Analysis of mRNA upregulation by qRT-PCR
Quantitative reverse transcription polymerase chain reaction (qRT-PCR) and oxygen production measurement were conducted to evaluate CTP functionality to chloroplast. Chloroplasts (7.5×108 chloroplasts mL−1) were treated with 0.2 mM CTP and 100 μM siRNA for 1 h under the condition of light exposure. Next, RNA extraction was performed using QIAzol Lysis Reagent and RNeasy Mini Kit (QIAGEN, Germany) and reverse transcribed into AMPIGENE® cDNA Synthesis Kit (Enzo Life Sciences, USA). After preparing equal amounts of cDNA from the extracted RNA, the relative gene expression levels were quantified by RT-PCR (Applied Biosystems 7500, USA). Each sample was compared to the RbcL control and calculated using the ΔΔCt method.

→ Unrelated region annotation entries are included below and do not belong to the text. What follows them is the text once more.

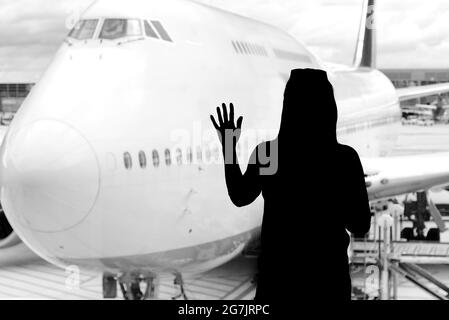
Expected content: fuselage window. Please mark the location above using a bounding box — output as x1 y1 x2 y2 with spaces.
235 41 243 53
196 147 203 162
69 19 98 40
123 152 133 170
165 149 171 166
100 19 142 40
248 43 254 54
240 42 248 54
176 149 182 166
153 150 160 168
144 20 159 39
139 151 147 169
151 21 173 42
206 146 212 162
187 148 193 163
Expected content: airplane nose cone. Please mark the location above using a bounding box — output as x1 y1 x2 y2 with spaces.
0 120 100 232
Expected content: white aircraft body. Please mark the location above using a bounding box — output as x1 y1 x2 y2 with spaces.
0 0 449 296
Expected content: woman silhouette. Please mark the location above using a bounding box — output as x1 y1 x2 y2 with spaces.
211 69 371 302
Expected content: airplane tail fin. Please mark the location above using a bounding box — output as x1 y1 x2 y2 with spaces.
354 0 377 68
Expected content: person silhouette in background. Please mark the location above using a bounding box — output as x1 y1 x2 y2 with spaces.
211 69 371 302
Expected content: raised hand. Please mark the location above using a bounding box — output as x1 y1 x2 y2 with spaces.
210 103 243 147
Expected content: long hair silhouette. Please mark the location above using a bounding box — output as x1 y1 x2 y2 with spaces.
211 69 371 303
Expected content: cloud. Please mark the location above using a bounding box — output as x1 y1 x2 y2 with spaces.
0 0 449 77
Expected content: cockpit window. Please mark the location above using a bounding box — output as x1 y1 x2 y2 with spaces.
69 19 98 40
100 19 142 40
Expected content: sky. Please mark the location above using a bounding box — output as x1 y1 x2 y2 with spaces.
0 0 449 77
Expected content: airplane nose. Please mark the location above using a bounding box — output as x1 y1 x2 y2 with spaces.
0 120 100 232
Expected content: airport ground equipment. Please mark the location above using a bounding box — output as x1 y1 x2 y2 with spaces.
350 219 449 300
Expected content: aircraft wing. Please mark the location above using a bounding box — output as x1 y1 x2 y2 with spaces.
396 82 449 101
361 153 449 200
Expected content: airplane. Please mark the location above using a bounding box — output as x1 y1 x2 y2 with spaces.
0 0 449 298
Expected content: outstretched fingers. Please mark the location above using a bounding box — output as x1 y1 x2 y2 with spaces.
217 107 223 127
221 103 229 123
237 117 243 129
210 115 220 130
229 103 234 124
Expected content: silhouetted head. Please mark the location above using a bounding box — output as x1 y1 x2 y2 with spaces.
279 69 338 145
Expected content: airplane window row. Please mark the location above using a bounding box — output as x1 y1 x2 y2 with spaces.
123 147 220 170
273 49 312 63
232 41 268 56
69 19 173 42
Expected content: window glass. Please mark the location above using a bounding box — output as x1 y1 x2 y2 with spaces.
123 152 133 170
176 149 182 166
139 151 147 169
126 19 142 36
145 21 159 39
187 148 193 163
206 146 212 162
151 21 172 42
196 147 203 162
100 19 142 40
165 149 171 166
153 150 160 168
69 19 98 40
235 42 243 53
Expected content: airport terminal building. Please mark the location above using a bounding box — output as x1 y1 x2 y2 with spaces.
381 69 449 105
0 71 39 124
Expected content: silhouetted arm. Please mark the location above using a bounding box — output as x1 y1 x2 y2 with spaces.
345 147 371 234
211 103 262 207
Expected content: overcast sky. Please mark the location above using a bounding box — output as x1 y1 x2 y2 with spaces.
0 0 449 76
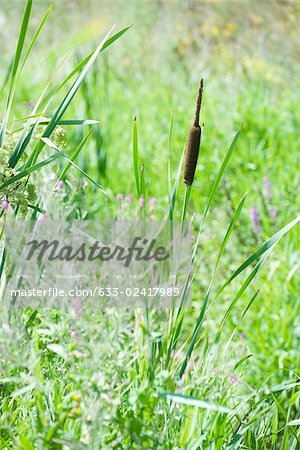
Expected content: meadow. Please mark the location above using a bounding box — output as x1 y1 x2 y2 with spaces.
0 0 300 450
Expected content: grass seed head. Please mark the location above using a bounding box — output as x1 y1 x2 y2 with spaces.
183 79 203 186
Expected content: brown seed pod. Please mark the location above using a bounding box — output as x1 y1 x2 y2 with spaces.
183 79 203 186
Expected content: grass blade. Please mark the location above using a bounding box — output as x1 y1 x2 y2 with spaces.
41 138 108 195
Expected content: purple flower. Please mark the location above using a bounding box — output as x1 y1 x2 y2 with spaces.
264 176 272 200
229 375 239 384
73 297 82 319
1 200 9 211
149 197 156 209
56 180 64 191
250 206 261 234
270 208 278 219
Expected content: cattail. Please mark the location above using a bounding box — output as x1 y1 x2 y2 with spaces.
183 79 203 186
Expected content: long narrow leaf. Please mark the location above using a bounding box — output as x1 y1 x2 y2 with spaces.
41 138 108 195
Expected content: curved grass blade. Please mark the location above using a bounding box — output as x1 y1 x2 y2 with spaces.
159 392 232 414
0 0 32 147
192 125 242 260
58 130 92 180
0 153 62 189
132 117 141 198
56 25 131 93
41 138 108 195
217 216 300 296
26 26 114 167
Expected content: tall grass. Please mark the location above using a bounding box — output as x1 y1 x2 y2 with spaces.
0 0 300 450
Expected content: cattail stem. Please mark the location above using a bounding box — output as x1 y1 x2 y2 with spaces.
194 78 203 127
183 79 203 186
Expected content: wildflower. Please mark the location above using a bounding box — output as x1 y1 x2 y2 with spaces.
73 297 82 319
56 180 64 191
125 194 133 203
264 176 272 200
250 206 261 234
149 197 156 209
1 200 9 211
229 375 239 384
270 208 278 219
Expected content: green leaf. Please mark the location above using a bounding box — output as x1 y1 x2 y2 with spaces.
0 153 62 189
41 138 108 195
0 0 32 147
159 392 232 414
58 130 91 180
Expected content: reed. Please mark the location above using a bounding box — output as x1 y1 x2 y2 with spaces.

Synthesis of Al-CTP conjugate
First, a solution of 10 mL of 0.1 M 4-Morpholineethanesulfonic acid (MES) buffer (pH 6) with 0.5 M NaCl was prepared. 228 mg of alginate (Al; 0.2 mM) was dissolved in 10 mL of the prepared MES buffer. When the alginate solution was sufficiently dissolved, 4 mg of EDC·HCl (2 mM) was in it. Then, 6 mg of NHS (5 mM) was added and reacted at RT for 15 min, and the pH was adjusted to 7. Synthesized CTP dissolved in 1% DMSO was added to the solution in an amount corresponding to the feed molar ratio (1:1, 1:10, and 1:50) and reacted at room temperature for 2 h. The solution was transferred to a 6000–8000 MWCO (Molecular Weight Cut-Off) dialysis membrane. Dialysis was performed in deionized water at 4 °C for 3 days. After dialysis, the solution was lyophilized for 48 h to obtain alginate-CTP (Al-CTP) conjugate powder. The lyophilized Al-CTP conjugate was stored at 4°C for further use.
Experimental animal
For this study, seven-week-old inbred BALB/C male mice and seven-week-old outbred Sprague-Dawley (SD) rats were purchased from Nara Biotech (Seoul, Republic of Korea) and Daehan-Bio Link (Chung-cheongbuk-do, Republic of Korea). All animals were housed in cages under specific pathogen-free (SPF) conditions in a temperature-controlled room with a 12-hour light/dark cycle. All animals had free access to water and food. All animal procedures were performed according to the Institutional Animal Care and Use Committee (IACUC) of Hanyang University (HY-IACUC-2022-0037A.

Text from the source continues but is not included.